Lydia falou depois de longos minutos de silêncio absoluto na sala dos Ashter, então trocou olhares apreensivos com sua prima.
— Eu ainda vou. — Lydia apertou os próprios dedos, pegando seu casaco. — Entendo se quiser ficar.
Alice negou várias vezes, levantando-se do chão.
— E Soul? Teremos que negar esse pequeno surto que ele teve?
Ela afagou os braços se aproximando devagar de Lydia, como se estivesse com medo.
— Esqueça-o. Se o envolvermos teremos que contar tudo, e se contarmos... — Lydia negou repetidas vezes. — Ele vai enlouquecer mesmo e querer tomar as rédeas da situação.
Alice só assentiu e ambas estavam a um passo de atravessar a porta da sala quando ouviram o pigarreado de Soul vindo do alto da escada.
— Fechem a porta e me contem tudo.
Sua voz não era autoritária, havia sim um quê de insistência, mas era mais preocupação, talvez nervosismo com uma pitada de crise de pânico.
— Por favor, digam. — ele disse enquanto descia as escadas.
Lydia o ignorou e ia seguir pra fora, mas Alice segurou seu braço e a puxou pra dentro, batendo a porta.
— Alice! — Lydia exclamou. — Achei que estávamos juntas nisso.
— E estamos. — ela olhou do irmão para a prima. — Querendo ou não Lydia, nós estamos todos juntos nisso.
Alice lhes deu as costas e subiu a escada correndo e quando chegou ao alto dela olhou para baixo.
— Não se movam.
E então ela entrou em seu quarto. Lydia bateu o pé e se jogou no sofá, de braços cruzados e expressão emburrada.
— Não seja infantil, eu quero ajudar vocês. — Soul disse com seriedade, sentando-se do lado dela.
Lydia ficou quieta por alguns segundos e em seguida estourou.
— Ajudar?! — ela gritou, levantando-se do sofá. — E o que você sabe? Nada, nada! Você não faz a mínima noção do que está acontecendo!
Soul também se levantou abruptamente do sofá, seu olho esquerdo começou a pulsar.
— E você, hein?! Por acaso você sabe de tudo, certo? Você é aquilo que diz odiar em mim, Lydia! — Soul gritou de volta. — É arrogante e prepotente. Acha que sabe mais que todo mundo e não precisa da ajuda de ninguém!

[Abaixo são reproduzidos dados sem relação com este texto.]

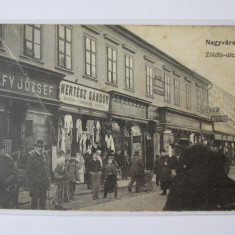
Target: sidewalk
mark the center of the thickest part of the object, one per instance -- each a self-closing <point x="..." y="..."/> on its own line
<point x="81" y="189"/>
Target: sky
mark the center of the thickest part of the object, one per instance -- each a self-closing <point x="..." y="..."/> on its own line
<point x="187" y="44"/>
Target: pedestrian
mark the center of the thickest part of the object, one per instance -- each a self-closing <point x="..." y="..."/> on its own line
<point x="110" y="178"/>
<point x="95" y="176"/>
<point x="61" y="181"/>
<point x="157" y="169"/>
<point x="72" y="176"/>
<point x="8" y="180"/>
<point x="202" y="183"/>
<point x="88" y="159"/>
<point x="38" y="177"/>
<point x="136" y="172"/>
<point x="165" y="172"/>
<point x="125" y="165"/>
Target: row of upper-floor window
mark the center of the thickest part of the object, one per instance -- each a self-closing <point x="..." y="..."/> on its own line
<point x="32" y="48"/>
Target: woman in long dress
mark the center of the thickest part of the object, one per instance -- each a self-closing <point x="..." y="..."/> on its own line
<point x="62" y="185"/>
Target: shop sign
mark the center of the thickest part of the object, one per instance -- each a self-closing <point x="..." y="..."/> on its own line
<point x="207" y="127"/>
<point x="219" y="118"/>
<point x="79" y="95"/>
<point x="27" y="86"/>
<point x="128" y="109"/>
<point x="210" y="110"/>
<point x="182" y="121"/>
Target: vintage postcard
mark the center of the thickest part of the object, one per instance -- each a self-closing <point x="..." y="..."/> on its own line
<point x="117" y="117"/>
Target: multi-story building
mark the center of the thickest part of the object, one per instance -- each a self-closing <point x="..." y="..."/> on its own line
<point x="72" y="85"/>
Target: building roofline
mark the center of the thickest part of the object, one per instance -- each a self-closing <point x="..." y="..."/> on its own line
<point x="154" y="50"/>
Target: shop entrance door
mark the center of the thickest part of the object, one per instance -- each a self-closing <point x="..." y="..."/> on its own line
<point x="149" y="154"/>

Lydia ergueu o dedo em direção ao primo quando Alice terminou de descer as escadas e se interpôs entre os dois.
— Já chega, já chega! — ela ergueu as mãos, como se quisesse pará-los. — Não se mover incluía não enfiar o dedo no rosto de ninguém!
Lydia sacudiu a mão e cruzou os braços, então notou um papel na mão direita da prima.
— Alice, o que você...
— Olha. — Alice interrompeu Lydia, entregando o cartão que estava em suas mãos ao Soul.
O rapaz pegou o cartão com uma expressão inquieta. Então ele leu o cartão.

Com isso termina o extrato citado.